Superficially, the argument for a new privacy bill might seem convincing — even public figures are entitled to a private life, and a 2004 ruling by the European Court of Human Rights in favour of Princess Caroline of Monaco, who campaigned against German magazines publishing banal but unauthorised pictures, is the commonly cited precedent. Ignoring the obvious point that Ireland doesn’t have a royal family to get excited about, it is worth noting who, precisely, is manoeuvring to lever a privacy bill into place here.
There is not enough space in this magazine, let alone this column, to chronicle the way in which Fianna Fail members protected decades of corruption behind the shield of antiquated libel laws. Now, at the long-overdue moment of reform, who else but Fianna Fail seeks to impose fresh press restrictions from elsewhere. Why? The party’s concern for paparazzi-hounded celebrities might be almost touching — again, if Ireland had any. But we don’t, so the assumption has to be that other motives are at play.

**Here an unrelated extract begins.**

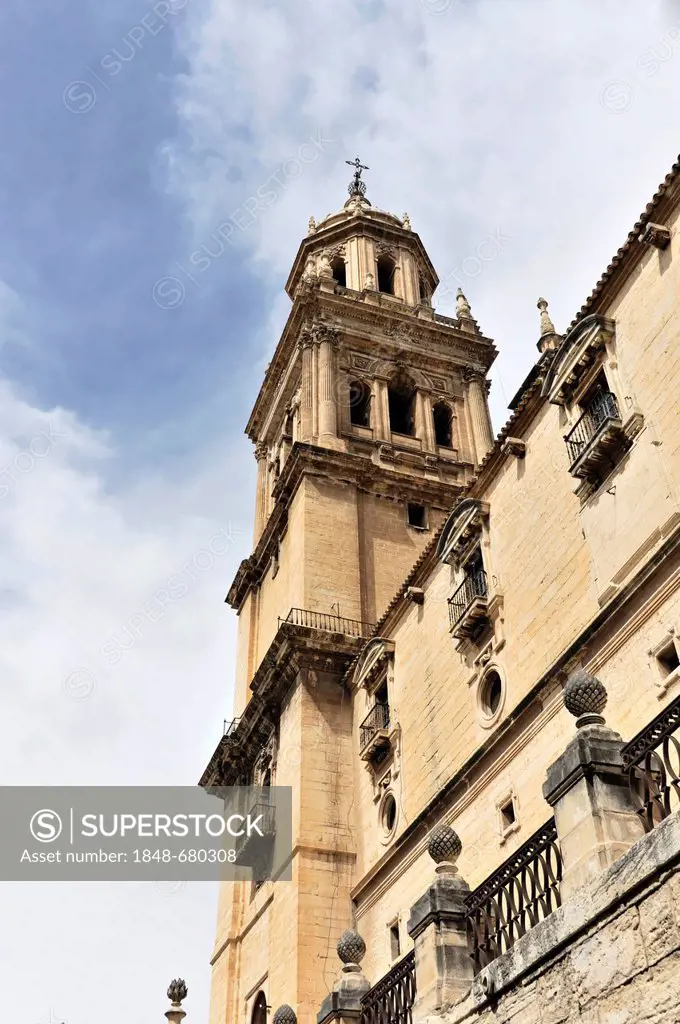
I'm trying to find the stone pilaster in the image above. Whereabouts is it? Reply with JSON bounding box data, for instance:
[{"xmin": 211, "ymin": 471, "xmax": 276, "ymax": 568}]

The French press knew for years that both presidents Mitterrand and Chirac had illegitimate children, but did not publish because of the privacy laws in that country. The French interior minister, the conservative Nicolas Sarkozy — who is responsible for law enforcement — used his wife as a publicity tool to get himself elected. When she subsequently left him he used the privacy laws to try to disguise the fact. Should voters prepare themselves for comparable scenarios here? Even some involved in drafting McDowell’s libel reforms are deeply sceptical about a piggy-backed privacy bill, and point out that such rights are already guaranteed by both the constitution and current judicial practice.
The successful action by model Laura Bermingham against the Sunday Mirror for defamation and printing an intrusive picture grabbed backstage at a fashion show is one example — known locally as the Bermingham Two — but privacy cases here tend to be settled before they reach court.
French privacy law has become deeply discredited, not only as smokescreen for political hypocrisy, but as a cash-till for greedy celebrities who pretend that publicity is a one-way street.
Princess Caroline’s sister, Stephanie, has won several actions taken in France. Her brother, Albert, successfully sued Paris Match for reporting the existence of his illegitimate son, via an interview with the mother. In the coming months, beware Fianna Failers claiming sudden respect for French sophistication.